In this, the final fused operation will be
(x1*x2) + (x3*x4) = 2.711500 + 1.48236 (both stored in CFX format)
and the output of the fused operation will be 4.193860 which is also in the CFX format. The CFX buffer 15 is present in the intermediate register /CFX register 14 for saving the outputs of the intermediate fused operations.But in the present invention, the control unit 10 modifies the final output of the final fused operation from the CFX format to the POSIT format and saves it in the memory. This is to reduce the space in the memory.
[0016] And also, size of the intermediate register 14 which is also called as CFX is based on the methodology present in the workload slot 12 of the control unit 10. The control unit 10 in order to find the range of the CFX operational results , saves the minimum and the maximum values that are obtained in those mathematical functions/fused operations. The maximum slot saves the smallest POSIT value and the minimum slot saves the maximum POSIT value. With this, the range of the CFX results will be understood to find the size of the CFX register 14.
[0017] With the above method, the errors in computing the outputs of the fused operations will be reduced and also the method provides a faster result when compared to the conventional one’s.
[0018] It should be understood that embodiments explained in the description above are only illustrative and do not limit the scope of this invention. Many such embodiments and other modifications and changes in the embodiment explained in the description are envisaged.

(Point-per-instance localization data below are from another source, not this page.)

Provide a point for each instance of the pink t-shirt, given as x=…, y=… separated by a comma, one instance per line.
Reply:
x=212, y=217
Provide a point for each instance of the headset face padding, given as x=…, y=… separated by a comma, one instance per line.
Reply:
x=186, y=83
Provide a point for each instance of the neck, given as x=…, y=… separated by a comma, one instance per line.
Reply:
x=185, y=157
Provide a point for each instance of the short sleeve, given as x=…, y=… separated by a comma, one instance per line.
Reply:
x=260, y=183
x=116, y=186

The scope of the invention is only limited by the scope of the claims.
 
, Claims:We claim: -
1. A control unit (10) for implementing at least one fused operation in an embedded circuit (11), said control unit (10) adapted to :
- run said at least one fused operation stored in a workload slot (12) of said control unit (10);
- save an output of said at least one fused operation in the form of a custom fixed points (CFX) format in an intermediate register (14) of said control unit (10);
- compute a final fused operation from at least one output of said at least one fused operation;
- modify a final output of a final fused operation into a POSIT data type prior to saving in said control unit(10).
2. The control unit (10) as claimed in claim 1, wherein said workload slot comprises multiple fused operations having numbers chosen from a group of numbers comprising real numbers, integers, natural numbers, decimal numbers and the like.

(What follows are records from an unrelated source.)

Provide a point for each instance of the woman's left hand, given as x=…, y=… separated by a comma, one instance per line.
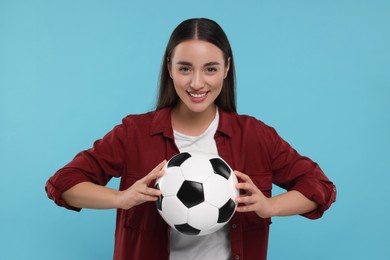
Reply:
x=252, y=199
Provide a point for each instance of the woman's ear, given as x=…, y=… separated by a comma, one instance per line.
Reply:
x=169, y=67
x=227, y=68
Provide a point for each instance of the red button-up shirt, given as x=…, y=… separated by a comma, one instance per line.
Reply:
x=132, y=149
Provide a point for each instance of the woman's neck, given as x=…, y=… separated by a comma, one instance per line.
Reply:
x=192, y=123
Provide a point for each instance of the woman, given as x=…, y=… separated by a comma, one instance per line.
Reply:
x=196, y=110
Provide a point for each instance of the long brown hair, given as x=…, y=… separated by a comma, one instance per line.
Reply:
x=205, y=30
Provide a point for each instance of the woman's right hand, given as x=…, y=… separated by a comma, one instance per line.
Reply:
x=141, y=191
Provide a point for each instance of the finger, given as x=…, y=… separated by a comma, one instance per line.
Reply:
x=246, y=199
x=152, y=192
x=155, y=173
x=243, y=177
x=248, y=187
x=245, y=208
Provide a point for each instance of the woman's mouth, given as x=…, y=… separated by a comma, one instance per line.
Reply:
x=197, y=96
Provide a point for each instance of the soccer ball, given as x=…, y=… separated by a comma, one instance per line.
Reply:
x=198, y=193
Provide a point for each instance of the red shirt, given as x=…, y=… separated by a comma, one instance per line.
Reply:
x=132, y=149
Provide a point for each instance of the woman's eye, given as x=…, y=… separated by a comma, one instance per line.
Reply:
x=184, y=69
x=211, y=70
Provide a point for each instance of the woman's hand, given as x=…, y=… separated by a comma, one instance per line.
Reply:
x=285, y=204
x=252, y=199
x=141, y=191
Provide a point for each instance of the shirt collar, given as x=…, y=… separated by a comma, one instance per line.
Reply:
x=162, y=123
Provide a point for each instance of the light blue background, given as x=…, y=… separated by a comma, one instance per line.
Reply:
x=318, y=71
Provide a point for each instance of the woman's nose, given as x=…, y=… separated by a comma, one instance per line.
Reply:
x=197, y=81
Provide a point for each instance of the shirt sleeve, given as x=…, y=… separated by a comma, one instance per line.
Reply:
x=97, y=165
x=292, y=171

3. The control unit (10) as claimed in claim 2, wherein said multiple fused operations are any one of a mathematical function.
4. The control unit (10) as claimed in claim 1, wherein said CFX format is a predefined extended version of saving said output of said at least one fused operation.
5. The control unit (10) as claimed in claim 1, wherein one fused operation is performed in one iteration during a run of data in said workload slot (12).
6. The control unit (10) as claimed in claim 1, wherein said fused operation is a fused multiply and add function.
7. The control unit (10) as claimed in claim 1, wherein said final output is modified from said CFX format into said POSIT format by a conversion circuit present in said control unit (10).
8. The control unit (10) as claimed in claim 1, wherein a size of said intermediate register (14) is based on a range of said data of said workload.
9. A method of implementing at least one fused operation in an embedded circuit (11), said method comprising :
- running said at least one fused operation by a control unit (10) stored in a workload slot (12) of said control unit (10);
- saving an output of said at least one fused operation in the form of a custom fixed points (CFX) format in an intermediate register (14) of said control unit (10);
- computing a final fused operation from at least one output of said at least one fused operation;
- modify a final output of said final fused operation into a POSIT data type prior to saving in said control unit (10).